L'altérité du tout autre s'annonce dans la chose, dans la trace, ou encore dans le visage. En tant qu'il peut toujours représenter autre chose, un autre contenu, tout signe en est porteur.
A chaque apparition d'un spectre, c'est le tout autre qui fait retour, dans une autre mise en scène.
4. Il nous salue, on s'adresse à lui, on le salue.
Oeuvrer à la déconstruction, c'est laisser se mettre en mouvement la différance de l'autre. Jacques Derrida propose le néologisme : "Invenir" pour décrire ce processus (Psyché, Inventions de l'autre, tome 1 p53). Les mots inventer et venir se rattachent au même réseau lexical (la venue, l'événement, l'avènement, l'avenir, l'aventure, la convention, etc). Inventer, c'est fabriquer méthodiquement du nouveau, de manière calculable et organisée, mais Invenir désigne un "laisser venir" d'un autre type. On peut se préparer à la venue du tout autre, en rêver, lui ouvrir un passage, faire un pas vers lui, mais on ne peut pas l'anticiper. Se préparer n'est pas une attitude passive : c'est travailler à déclôturer, destabiliser les structures. On peut accueillir l'altérité en lui disant "Viens" ou en répondant à son "Viens" à elle, mais on ne peut pas tracer un horizon d'attente où la rencontre se produirait. Aucun calcul ne permet de la prévoir ni de la gérer.

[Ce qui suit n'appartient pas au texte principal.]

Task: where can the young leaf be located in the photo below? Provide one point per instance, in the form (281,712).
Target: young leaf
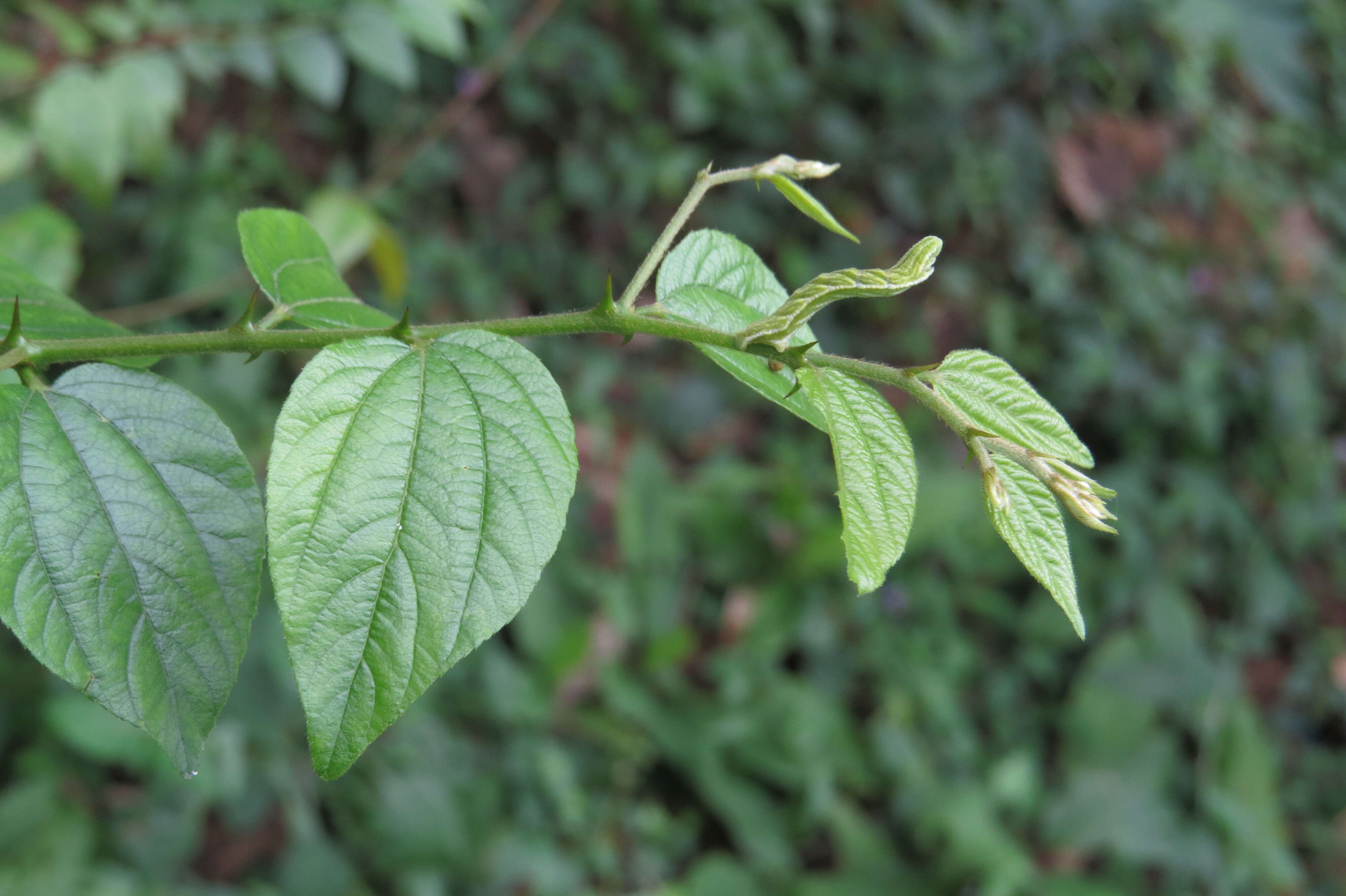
(806,202)
(1029,520)
(877,473)
(130,547)
(916,266)
(294,267)
(77,119)
(46,314)
(375,41)
(44,241)
(314,64)
(414,497)
(999,402)
(714,281)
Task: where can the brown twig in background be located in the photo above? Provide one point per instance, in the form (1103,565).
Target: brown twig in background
(474,88)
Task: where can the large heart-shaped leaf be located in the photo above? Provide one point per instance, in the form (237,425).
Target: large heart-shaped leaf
(999,402)
(714,281)
(293,266)
(130,547)
(877,473)
(414,497)
(1029,519)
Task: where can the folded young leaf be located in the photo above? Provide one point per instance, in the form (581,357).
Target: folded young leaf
(806,202)
(1029,520)
(998,400)
(130,547)
(916,266)
(46,314)
(877,473)
(293,266)
(714,281)
(414,498)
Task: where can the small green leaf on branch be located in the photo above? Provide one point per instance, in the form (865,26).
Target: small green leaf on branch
(806,202)
(1029,520)
(877,473)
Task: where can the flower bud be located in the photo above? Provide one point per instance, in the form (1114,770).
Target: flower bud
(997,492)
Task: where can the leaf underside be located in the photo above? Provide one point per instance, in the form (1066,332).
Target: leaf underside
(1036,532)
(715,281)
(998,400)
(877,473)
(293,266)
(414,497)
(130,547)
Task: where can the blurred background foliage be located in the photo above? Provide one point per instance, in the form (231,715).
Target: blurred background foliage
(1145,209)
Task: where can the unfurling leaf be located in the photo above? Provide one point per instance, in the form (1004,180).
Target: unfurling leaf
(913,268)
(999,402)
(806,202)
(877,473)
(1029,520)
(294,267)
(414,497)
(130,547)
(715,281)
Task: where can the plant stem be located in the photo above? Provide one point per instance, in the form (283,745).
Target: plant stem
(705,181)
(53,352)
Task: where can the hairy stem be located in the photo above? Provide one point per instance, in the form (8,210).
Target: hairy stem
(251,341)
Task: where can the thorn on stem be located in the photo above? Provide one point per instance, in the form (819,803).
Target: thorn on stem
(244,322)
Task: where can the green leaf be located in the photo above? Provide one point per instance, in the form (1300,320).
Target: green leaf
(15,151)
(77,120)
(345,223)
(999,402)
(254,60)
(714,281)
(314,65)
(45,241)
(916,267)
(153,94)
(130,547)
(293,266)
(375,41)
(806,202)
(435,26)
(1029,519)
(46,314)
(877,473)
(414,497)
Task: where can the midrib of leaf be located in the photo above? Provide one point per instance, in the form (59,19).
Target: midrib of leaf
(146,617)
(869,454)
(398,539)
(37,544)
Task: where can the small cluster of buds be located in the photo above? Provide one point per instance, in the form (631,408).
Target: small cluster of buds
(795,169)
(1080,494)
(995,489)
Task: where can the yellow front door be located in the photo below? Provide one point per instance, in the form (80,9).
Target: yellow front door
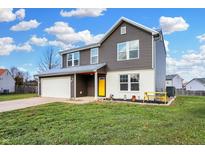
(101,86)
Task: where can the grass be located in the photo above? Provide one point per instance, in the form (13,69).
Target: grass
(8,97)
(107,123)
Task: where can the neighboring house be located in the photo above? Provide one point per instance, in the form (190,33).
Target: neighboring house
(174,80)
(129,60)
(196,84)
(7,82)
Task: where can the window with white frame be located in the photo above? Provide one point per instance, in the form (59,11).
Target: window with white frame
(73,59)
(94,55)
(129,82)
(128,50)
(123,30)
(124,82)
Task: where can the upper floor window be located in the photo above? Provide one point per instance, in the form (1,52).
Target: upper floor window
(128,50)
(73,59)
(94,55)
(123,30)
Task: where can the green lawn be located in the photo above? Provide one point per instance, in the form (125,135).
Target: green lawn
(107,123)
(7,97)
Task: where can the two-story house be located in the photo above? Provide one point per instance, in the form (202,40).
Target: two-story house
(129,60)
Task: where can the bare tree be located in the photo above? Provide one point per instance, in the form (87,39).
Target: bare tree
(19,76)
(49,60)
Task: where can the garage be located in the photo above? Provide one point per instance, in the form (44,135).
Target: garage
(59,87)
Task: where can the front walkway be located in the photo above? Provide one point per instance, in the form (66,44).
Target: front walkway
(24,103)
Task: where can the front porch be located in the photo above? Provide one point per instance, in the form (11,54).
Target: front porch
(90,84)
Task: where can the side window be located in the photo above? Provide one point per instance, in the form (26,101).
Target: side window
(73,59)
(134,82)
(121,51)
(128,50)
(94,55)
(134,49)
(123,30)
(123,82)
(69,59)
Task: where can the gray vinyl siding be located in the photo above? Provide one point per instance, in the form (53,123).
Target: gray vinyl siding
(84,85)
(108,50)
(85,57)
(64,60)
(160,67)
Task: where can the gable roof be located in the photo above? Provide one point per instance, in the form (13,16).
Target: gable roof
(72,70)
(123,19)
(171,76)
(2,71)
(109,32)
(200,80)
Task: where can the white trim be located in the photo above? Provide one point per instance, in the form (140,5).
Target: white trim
(94,56)
(74,85)
(129,82)
(130,22)
(123,30)
(128,51)
(96,85)
(39,86)
(153,32)
(73,59)
(80,48)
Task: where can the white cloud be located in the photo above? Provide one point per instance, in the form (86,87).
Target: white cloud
(201,38)
(170,25)
(24,47)
(67,34)
(189,66)
(61,45)
(7,14)
(166,43)
(7,46)
(20,14)
(38,40)
(25,25)
(83,12)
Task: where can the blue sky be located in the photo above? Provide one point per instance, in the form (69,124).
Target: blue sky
(39,29)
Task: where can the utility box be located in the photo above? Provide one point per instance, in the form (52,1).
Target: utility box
(170,91)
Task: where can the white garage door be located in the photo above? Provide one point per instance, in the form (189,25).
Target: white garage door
(58,87)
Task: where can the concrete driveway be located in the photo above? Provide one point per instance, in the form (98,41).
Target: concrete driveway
(24,103)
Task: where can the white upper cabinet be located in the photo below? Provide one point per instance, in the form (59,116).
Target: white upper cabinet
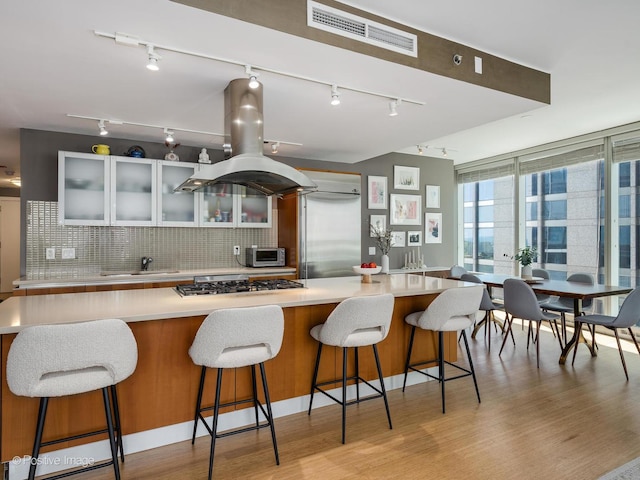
(112,190)
(133,191)
(234,206)
(176,209)
(83,189)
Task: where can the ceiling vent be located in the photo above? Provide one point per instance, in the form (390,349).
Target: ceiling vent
(362,29)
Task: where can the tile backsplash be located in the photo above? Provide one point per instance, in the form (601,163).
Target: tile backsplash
(99,249)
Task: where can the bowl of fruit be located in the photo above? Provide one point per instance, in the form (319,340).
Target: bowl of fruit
(366,270)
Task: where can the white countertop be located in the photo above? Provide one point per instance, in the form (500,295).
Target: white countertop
(151,276)
(160,303)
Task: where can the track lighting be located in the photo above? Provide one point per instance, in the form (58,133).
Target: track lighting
(393,107)
(152,64)
(253,77)
(335,95)
(102,128)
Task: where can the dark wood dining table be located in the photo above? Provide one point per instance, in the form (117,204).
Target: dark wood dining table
(578,292)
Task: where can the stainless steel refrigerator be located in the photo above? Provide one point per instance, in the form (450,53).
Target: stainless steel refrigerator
(330,226)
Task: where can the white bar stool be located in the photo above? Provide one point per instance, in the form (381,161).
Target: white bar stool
(355,322)
(59,360)
(452,310)
(234,338)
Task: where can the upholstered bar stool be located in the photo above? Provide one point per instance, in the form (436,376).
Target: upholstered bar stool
(60,360)
(488,306)
(355,322)
(452,310)
(235,338)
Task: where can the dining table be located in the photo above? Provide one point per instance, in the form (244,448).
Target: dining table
(578,292)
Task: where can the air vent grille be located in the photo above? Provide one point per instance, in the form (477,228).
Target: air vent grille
(358,28)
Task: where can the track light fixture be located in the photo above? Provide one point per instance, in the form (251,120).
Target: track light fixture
(102,128)
(393,107)
(335,95)
(152,64)
(253,77)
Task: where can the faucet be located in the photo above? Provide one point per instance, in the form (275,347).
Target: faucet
(145,263)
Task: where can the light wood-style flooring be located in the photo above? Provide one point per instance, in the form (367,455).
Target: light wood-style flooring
(555,422)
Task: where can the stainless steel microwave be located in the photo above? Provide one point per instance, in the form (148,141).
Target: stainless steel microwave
(265,257)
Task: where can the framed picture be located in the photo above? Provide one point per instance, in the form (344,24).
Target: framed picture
(398,239)
(378,223)
(406,178)
(377,193)
(432,230)
(433,196)
(405,209)
(414,239)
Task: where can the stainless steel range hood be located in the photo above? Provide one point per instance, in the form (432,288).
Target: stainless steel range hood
(248,166)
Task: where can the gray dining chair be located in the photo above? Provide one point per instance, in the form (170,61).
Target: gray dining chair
(564,305)
(544,274)
(628,316)
(520,302)
(488,306)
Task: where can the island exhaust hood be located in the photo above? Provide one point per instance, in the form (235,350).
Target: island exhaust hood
(247,165)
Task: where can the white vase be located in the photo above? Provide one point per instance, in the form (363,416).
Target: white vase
(385,264)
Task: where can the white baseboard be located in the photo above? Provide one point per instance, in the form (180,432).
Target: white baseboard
(58,460)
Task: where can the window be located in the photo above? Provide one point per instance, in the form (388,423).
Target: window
(554,181)
(488,227)
(554,210)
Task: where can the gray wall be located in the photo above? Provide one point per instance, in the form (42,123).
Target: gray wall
(39,173)
(433,171)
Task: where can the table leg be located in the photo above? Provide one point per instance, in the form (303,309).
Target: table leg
(577,335)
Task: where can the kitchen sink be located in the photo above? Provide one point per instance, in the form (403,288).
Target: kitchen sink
(138,272)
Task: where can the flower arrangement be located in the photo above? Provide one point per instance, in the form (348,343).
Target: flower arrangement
(526,256)
(383,238)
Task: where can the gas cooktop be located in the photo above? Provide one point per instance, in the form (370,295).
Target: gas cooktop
(235,286)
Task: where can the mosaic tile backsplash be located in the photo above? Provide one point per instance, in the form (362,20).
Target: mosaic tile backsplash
(99,249)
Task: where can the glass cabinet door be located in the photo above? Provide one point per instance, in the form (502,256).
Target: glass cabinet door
(254,208)
(133,193)
(83,181)
(176,209)
(217,207)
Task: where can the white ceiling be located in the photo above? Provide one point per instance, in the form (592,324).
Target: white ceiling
(52,64)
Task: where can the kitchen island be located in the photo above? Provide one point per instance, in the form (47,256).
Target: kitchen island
(157,401)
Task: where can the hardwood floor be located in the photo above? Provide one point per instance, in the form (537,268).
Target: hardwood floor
(556,422)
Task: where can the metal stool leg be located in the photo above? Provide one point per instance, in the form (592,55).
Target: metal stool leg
(110,429)
(406,365)
(315,377)
(116,418)
(473,372)
(214,427)
(357,376)
(42,413)
(196,417)
(344,392)
(270,419)
(384,391)
(255,393)
(441,364)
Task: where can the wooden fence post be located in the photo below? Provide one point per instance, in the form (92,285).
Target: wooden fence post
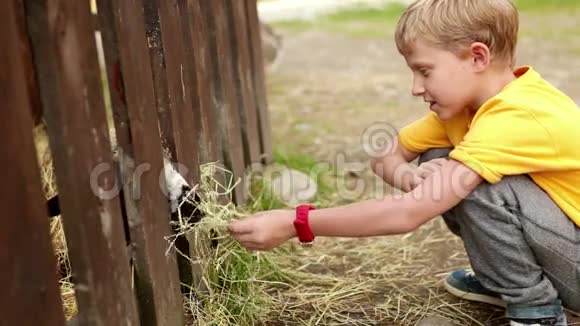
(65,55)
(241,61)
(224,99)
(259,76)
(129,68)
(30,294)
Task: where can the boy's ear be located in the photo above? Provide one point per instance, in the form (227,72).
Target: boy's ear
(480,56)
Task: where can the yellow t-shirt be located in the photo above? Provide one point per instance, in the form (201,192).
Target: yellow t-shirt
(530,127)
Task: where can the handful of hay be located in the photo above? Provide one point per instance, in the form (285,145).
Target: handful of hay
(229,285)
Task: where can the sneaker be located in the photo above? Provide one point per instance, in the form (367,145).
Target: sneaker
(464,284)
(554,321)
(551,314)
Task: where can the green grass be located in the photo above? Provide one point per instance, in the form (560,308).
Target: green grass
(541,5)
(379,22)
(262,198)
(356,22)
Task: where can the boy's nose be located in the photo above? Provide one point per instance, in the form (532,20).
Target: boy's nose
(417,89)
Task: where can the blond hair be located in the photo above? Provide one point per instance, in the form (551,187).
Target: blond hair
(455,24)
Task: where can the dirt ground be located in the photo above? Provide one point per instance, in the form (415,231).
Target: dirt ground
(326,89)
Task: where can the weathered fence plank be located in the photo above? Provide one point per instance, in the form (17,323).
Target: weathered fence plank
(30,295)
(197,43)
(147,208)
(70,82)
(259,78)
(176,119)
(238,27)
(157,55)
(179,85)
(222,85)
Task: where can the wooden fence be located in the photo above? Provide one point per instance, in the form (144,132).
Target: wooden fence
(190,69)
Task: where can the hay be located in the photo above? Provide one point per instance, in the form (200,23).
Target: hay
(231,283)
(385,281)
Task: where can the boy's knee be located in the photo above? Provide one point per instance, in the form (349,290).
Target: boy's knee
(434,153)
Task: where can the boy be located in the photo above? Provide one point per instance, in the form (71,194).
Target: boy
(498,162)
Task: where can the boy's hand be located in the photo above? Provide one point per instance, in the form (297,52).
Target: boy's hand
(422,172)
(264,231)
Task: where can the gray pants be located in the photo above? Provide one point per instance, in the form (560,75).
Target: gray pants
(519,243)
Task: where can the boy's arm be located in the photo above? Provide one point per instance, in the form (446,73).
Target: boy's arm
(394,166)
(438,193)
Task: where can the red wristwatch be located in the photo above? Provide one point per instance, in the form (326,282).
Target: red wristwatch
(301,224)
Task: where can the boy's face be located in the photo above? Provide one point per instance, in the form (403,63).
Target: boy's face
(446,82)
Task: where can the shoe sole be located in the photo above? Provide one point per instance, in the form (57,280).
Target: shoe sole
(474,297)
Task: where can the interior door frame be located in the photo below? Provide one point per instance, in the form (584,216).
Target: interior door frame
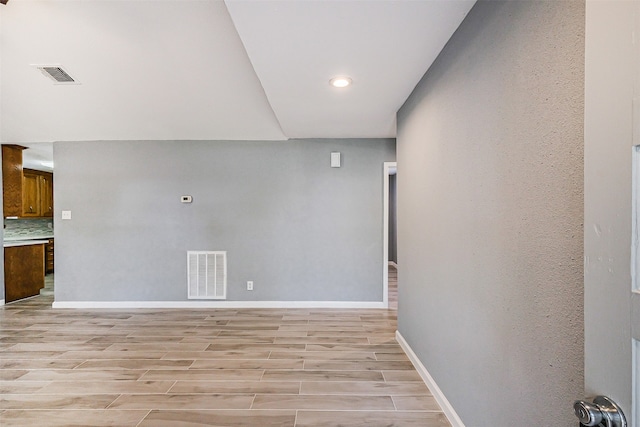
(389,168)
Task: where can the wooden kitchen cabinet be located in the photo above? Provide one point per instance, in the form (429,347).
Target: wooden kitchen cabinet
(27,193)
(48,257)
(46,195)
(31,194)
(12,180)
(23,271)
(37,194)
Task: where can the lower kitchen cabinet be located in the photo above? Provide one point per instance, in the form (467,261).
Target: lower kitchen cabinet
(48,257)
(23,271)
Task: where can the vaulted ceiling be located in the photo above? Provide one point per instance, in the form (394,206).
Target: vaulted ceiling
(213,69)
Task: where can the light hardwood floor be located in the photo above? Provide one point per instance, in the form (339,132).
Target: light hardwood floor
(206,367)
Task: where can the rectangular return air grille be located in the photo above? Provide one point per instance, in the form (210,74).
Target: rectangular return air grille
(207,275)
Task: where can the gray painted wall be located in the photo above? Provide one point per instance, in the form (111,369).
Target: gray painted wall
(490,211)
(393,220)
(2,263)
(612,64)
(301,230)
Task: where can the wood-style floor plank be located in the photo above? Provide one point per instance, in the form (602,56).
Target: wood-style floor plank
(208,367)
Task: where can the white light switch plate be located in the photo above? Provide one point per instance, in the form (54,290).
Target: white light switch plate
(335,160)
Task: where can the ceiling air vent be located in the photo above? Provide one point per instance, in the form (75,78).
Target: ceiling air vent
(57,74)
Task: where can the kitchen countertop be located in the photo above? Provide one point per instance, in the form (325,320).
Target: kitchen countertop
(25,238)
(13,243)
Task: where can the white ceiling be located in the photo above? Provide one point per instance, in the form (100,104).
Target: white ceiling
(213,69)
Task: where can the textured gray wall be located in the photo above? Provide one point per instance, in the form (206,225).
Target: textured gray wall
(2,263)
(609,89)
(490,211)
(393,219)
(301,230)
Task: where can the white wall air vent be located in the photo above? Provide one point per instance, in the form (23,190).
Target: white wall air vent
(57,74)
(207,274)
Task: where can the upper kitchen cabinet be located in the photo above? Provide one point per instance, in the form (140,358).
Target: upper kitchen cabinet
(37,194)
(12,180)
(26,193)
(46,194)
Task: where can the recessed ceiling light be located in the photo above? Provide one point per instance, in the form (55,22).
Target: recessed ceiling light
(340,81)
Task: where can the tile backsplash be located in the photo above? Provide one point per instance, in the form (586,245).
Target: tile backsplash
(28,228)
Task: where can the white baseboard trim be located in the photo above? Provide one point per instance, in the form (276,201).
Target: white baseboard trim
(216,304)
(448,410)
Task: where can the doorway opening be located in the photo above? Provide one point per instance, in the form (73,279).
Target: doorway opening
(389,228)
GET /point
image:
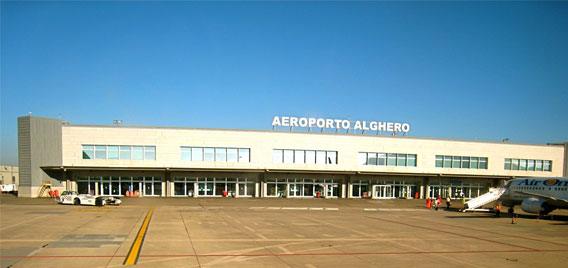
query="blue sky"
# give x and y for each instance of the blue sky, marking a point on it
(458, 70)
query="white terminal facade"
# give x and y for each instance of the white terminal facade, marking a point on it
(193, 162)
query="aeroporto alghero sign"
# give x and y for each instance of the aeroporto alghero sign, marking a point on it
(323, 123)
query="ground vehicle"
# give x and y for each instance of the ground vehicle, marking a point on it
(72, 197)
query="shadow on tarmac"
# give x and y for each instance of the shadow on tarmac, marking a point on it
(563, 218)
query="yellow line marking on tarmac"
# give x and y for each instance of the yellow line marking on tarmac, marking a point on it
(134, 253)
(94, 210)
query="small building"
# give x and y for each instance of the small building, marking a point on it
(195, 162)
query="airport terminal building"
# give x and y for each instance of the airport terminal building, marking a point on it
(193, 162)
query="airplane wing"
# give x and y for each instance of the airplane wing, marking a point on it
(550, 199)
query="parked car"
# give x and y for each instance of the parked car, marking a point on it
(74, 198)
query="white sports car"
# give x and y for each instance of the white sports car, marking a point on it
(73, 198)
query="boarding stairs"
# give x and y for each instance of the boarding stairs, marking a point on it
(491, 196)
(45, 188)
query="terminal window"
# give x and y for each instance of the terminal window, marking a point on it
(470, 162)
(304, 156)
(387, 159)
(215, 154)
(119, 152)
(528, 164)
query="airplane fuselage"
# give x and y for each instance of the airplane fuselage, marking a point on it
(536, 195)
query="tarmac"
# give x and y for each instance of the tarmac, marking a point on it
(249, 232)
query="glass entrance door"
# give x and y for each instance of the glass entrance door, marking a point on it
(332, 190)
(205, 189)
(383, 191)
(148, 188)
(105, 188)
(295, 190)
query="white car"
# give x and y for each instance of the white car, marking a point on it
(74, 198)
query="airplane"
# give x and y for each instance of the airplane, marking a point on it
(536, 195)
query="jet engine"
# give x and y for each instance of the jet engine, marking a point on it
(536, 206)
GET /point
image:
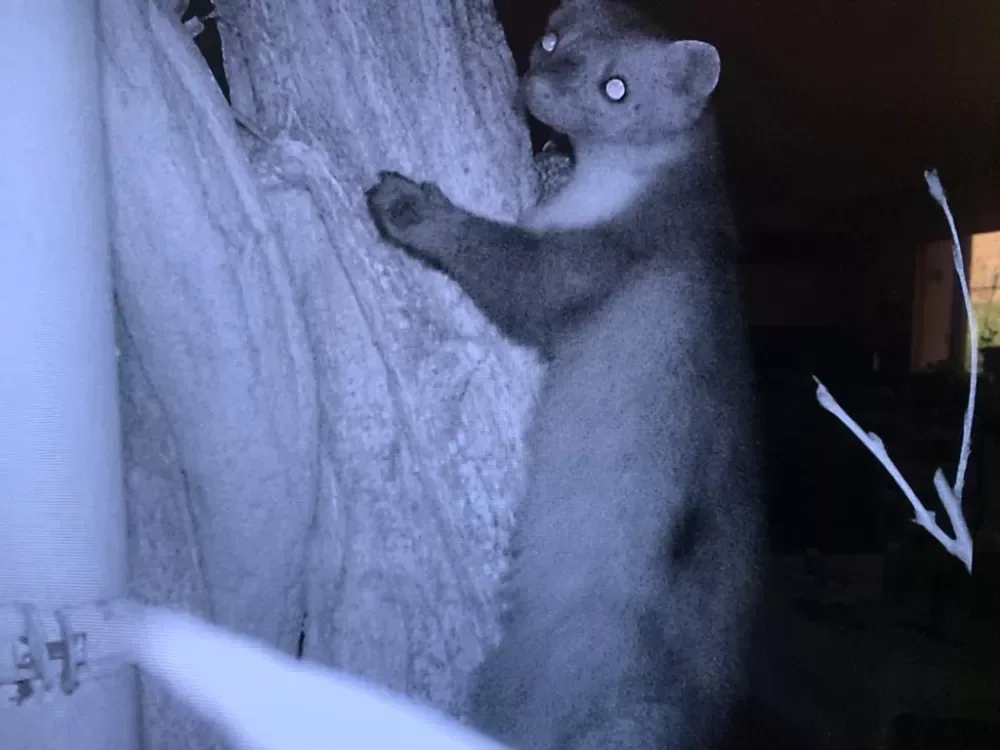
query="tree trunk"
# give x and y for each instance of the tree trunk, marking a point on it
(321, 436)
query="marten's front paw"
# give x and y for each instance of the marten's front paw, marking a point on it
(402, 209)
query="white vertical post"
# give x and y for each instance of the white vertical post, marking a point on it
(62, 518)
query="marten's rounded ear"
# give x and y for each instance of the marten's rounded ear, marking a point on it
(694, 67)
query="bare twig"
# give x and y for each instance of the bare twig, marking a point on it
(950, 496)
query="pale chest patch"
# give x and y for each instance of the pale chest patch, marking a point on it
(593, 195)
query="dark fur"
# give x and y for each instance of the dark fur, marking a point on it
(634, 557)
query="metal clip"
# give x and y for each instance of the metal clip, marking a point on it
(32, 654)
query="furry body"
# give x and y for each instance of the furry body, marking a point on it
(634, 555)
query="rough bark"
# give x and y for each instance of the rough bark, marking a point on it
(317, 429)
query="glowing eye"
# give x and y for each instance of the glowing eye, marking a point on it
(615, 89)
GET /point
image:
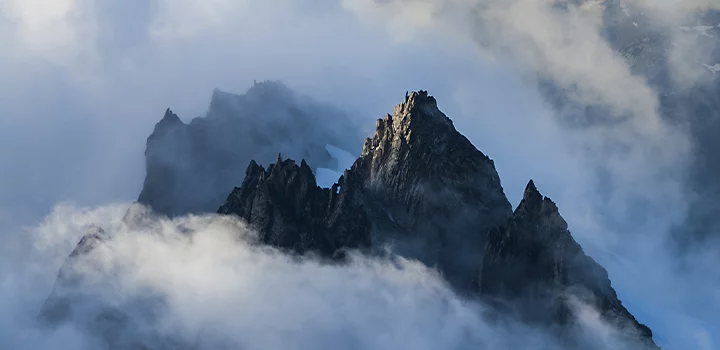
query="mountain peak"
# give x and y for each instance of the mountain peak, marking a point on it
(533, 258)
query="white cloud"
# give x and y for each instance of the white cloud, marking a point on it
(219, 288)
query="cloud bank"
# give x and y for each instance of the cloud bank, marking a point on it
(84, 81)
(211, 286)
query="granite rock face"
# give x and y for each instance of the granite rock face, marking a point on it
(421, 189)
(288, 209)
(190, 167)
(419, 186)
(534, 263)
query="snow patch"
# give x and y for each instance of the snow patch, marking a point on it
(623, 6)
(327, 177)
(714, 68)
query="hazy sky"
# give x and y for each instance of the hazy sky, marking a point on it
(82, 82)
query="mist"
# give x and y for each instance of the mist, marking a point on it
(84, 82)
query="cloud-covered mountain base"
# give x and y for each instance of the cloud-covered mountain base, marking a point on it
(201, 282)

5. Il nous oblige, nous contamine.
Ce qui vient alors est une autre présence, une présence de l'autre qui coupe le souffle, au-delà de toute souveraineté. Paul Celan aurait voulu approcher une telle expérience par la poésie. Mais si chaque poème, dans la singularité de sa date et de sa signature, parle au nom d'un étranger, d'un Autre, ce qu'il ouvre n'est pas une présence, c'est une incertitude infinie, une aporie qui, peut-être, s'objective dans le beau.
Emmanuel Lévinas a avancé un néologisme, illéité, pour nommer un tout autre qui restait pour lui marqué de masculinité. Mais son oeuvre et ce qu'il dit de l'oeuvre disent autre chose : ce serait plutôt, en secret, un surcroît d'altérité non dite, une "elléité", qui nous contamineraient. Ce Dire féminin, celui du tout autre, Jacques Derrida le contresigne.
6.
On peut appeler messianicité cette ouverture. Contrairement aux religions, qui lui résistent autant qu'elles le peuvent, la messianicité n'a ni horizon, ni contenu. On peut la cerner par quelques concepts dont l'hospitalité inconditionnelle, qui ne dessinent aucun futur déterminé.